B2 cloud supports Server-Side Encryption. All read and write operations provided by b2sdk accept encryption settings as an optional argument. Not supplying this argument means relying on bucket defaults - for SSE-B2 and for no encryption. In case of SSE-C, providing a decryption key is required for successful downloading and copying.

API

Methods and classes that require encryption settings all accept an EncryptionSetting object, which holds information about present or desired encryption (mode, algorithm, key, key_id). Some, like copy operations, accept two sets of settings (for source and for destination). Sync, however, accepts an EncryptionSettingsProvider object, which is an EncryptionSetting factory, yielding them based on file metadata.
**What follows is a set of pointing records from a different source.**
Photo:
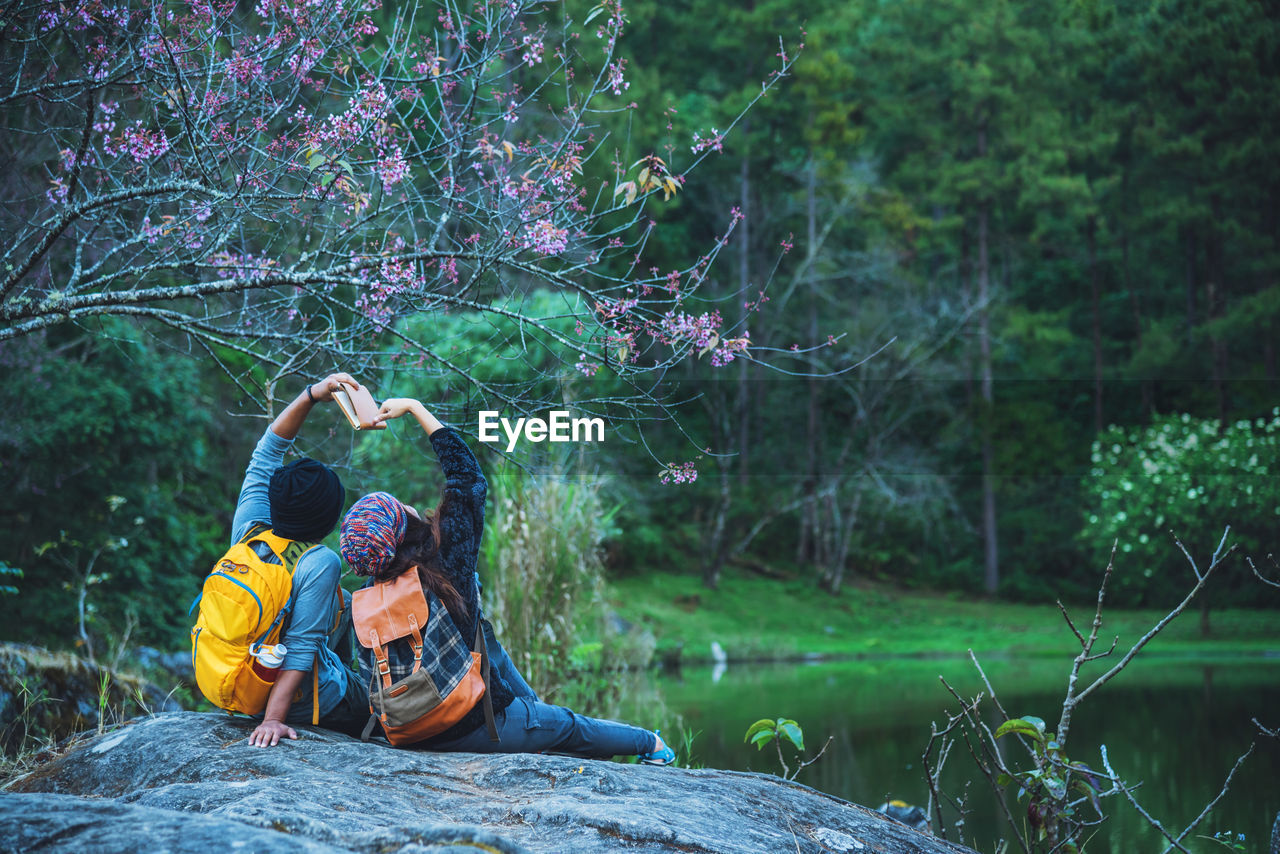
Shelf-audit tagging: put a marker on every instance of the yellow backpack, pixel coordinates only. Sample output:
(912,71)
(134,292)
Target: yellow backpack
(243,602)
For details, see

High security: use unique keys

B2 cloud does not promote or discourage either reusing encryption keys or using unique keys for SSE-C. In applications requiring enhanced security, using unique key per file is a good strategy. b2sdk follows a convention, that makes managing such keys easier: EncryptionSetting holds a key identifier, aside from the key itself. This key identifier is saved in the metadata of all files uploaded, created or copied via b2sdk methods using SSE-C, under sse_c_key_id in fileInfo. This allows developers to create key managers that map those ids to keys, stored securely in a file or a database. Implementing such managers, and linking them to b2sdk.v2.AbstractSyncEncryptionSettingsProvider implementations (necessary for using Sync) is outside of the scope of this library.
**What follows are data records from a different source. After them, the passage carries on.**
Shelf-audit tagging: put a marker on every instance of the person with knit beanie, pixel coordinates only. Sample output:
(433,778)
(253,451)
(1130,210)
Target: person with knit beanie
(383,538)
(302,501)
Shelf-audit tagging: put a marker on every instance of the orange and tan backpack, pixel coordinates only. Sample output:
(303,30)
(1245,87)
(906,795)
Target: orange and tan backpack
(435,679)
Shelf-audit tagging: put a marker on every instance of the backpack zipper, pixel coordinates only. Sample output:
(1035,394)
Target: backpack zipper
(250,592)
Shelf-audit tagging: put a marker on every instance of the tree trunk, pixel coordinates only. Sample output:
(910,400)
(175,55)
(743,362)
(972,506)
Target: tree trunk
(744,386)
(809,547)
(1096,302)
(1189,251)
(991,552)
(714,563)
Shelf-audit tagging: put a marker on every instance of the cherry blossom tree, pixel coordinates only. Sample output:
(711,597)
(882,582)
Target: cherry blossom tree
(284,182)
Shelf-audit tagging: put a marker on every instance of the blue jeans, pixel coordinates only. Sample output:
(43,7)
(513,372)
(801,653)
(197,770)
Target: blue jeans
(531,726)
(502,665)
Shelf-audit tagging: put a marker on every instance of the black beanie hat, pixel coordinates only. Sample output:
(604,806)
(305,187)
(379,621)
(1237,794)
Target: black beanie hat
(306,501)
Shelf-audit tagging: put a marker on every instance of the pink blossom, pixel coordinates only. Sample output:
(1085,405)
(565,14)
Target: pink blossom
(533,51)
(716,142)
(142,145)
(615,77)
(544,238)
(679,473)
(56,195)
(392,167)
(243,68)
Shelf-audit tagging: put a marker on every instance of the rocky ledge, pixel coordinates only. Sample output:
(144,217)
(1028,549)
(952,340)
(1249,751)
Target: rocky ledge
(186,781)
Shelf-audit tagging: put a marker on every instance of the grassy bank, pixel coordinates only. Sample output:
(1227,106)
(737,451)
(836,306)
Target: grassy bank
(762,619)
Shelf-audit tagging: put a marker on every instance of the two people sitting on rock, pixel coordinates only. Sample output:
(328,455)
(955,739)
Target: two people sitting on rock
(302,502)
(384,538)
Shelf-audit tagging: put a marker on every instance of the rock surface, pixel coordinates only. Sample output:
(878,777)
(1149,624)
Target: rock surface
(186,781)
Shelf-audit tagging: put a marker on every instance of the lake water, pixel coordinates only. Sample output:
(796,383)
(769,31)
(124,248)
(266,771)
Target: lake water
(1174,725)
There is, however, a convention to such managers that authors of this library strongly suggest: if a manager needs to generate a new key-key_id pair for uploading, it’s best to commit this data to the underlying storage before commencing the upload. The justification of such approach is: should the key-key_id pair be committed to permanent storage after completing an IO operation, committing could fail after successfully upload the data. This data, however, is now just a random blob, that can never be read, since the key to decrypting it is lost.

This approach comes an overhead: to download a file, its fileInfo has to be known. This means that fetching metadata is required before downloading.
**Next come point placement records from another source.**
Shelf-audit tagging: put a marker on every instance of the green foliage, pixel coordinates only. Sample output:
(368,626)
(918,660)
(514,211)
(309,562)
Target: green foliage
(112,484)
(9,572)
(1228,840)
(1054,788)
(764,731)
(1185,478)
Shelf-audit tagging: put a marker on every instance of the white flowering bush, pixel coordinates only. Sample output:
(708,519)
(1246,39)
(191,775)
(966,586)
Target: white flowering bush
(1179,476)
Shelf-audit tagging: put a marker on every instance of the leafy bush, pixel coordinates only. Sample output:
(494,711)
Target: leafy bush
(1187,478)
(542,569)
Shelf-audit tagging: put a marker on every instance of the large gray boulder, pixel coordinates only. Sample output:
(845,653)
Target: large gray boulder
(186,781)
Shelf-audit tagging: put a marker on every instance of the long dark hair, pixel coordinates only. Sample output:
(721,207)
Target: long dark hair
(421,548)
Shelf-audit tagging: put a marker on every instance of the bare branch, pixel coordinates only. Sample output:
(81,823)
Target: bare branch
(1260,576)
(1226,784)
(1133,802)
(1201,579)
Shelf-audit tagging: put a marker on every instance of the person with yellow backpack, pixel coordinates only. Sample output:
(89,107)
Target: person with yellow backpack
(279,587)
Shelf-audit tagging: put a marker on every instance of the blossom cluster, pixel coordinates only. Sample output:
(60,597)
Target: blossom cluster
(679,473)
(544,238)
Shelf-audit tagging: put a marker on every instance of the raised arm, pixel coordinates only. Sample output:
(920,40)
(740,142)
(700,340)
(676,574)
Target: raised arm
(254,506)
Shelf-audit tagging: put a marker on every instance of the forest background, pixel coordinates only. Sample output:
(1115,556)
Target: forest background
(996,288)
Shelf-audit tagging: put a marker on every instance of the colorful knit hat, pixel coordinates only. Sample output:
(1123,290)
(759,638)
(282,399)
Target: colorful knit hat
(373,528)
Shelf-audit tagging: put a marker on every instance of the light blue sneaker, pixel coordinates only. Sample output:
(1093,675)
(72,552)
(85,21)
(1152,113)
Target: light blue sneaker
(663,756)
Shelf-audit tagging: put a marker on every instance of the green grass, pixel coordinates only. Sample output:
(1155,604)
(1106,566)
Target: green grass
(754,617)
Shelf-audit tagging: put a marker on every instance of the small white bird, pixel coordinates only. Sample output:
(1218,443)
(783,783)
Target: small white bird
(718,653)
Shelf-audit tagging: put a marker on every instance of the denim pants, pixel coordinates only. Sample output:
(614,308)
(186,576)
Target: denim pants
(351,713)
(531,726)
Moderate security: a single key with many ids

Should the application’s infrastructure require a single key (or a limited set of keys) to be used in a bucket, authors of this library recommend generating a unique key identifier for each file anyway (even though these unique identifiers all point to the same key value). This obfuscates confidential metadata from malicious users, like which files are encrypted with the same key, the total number of different keys, etc.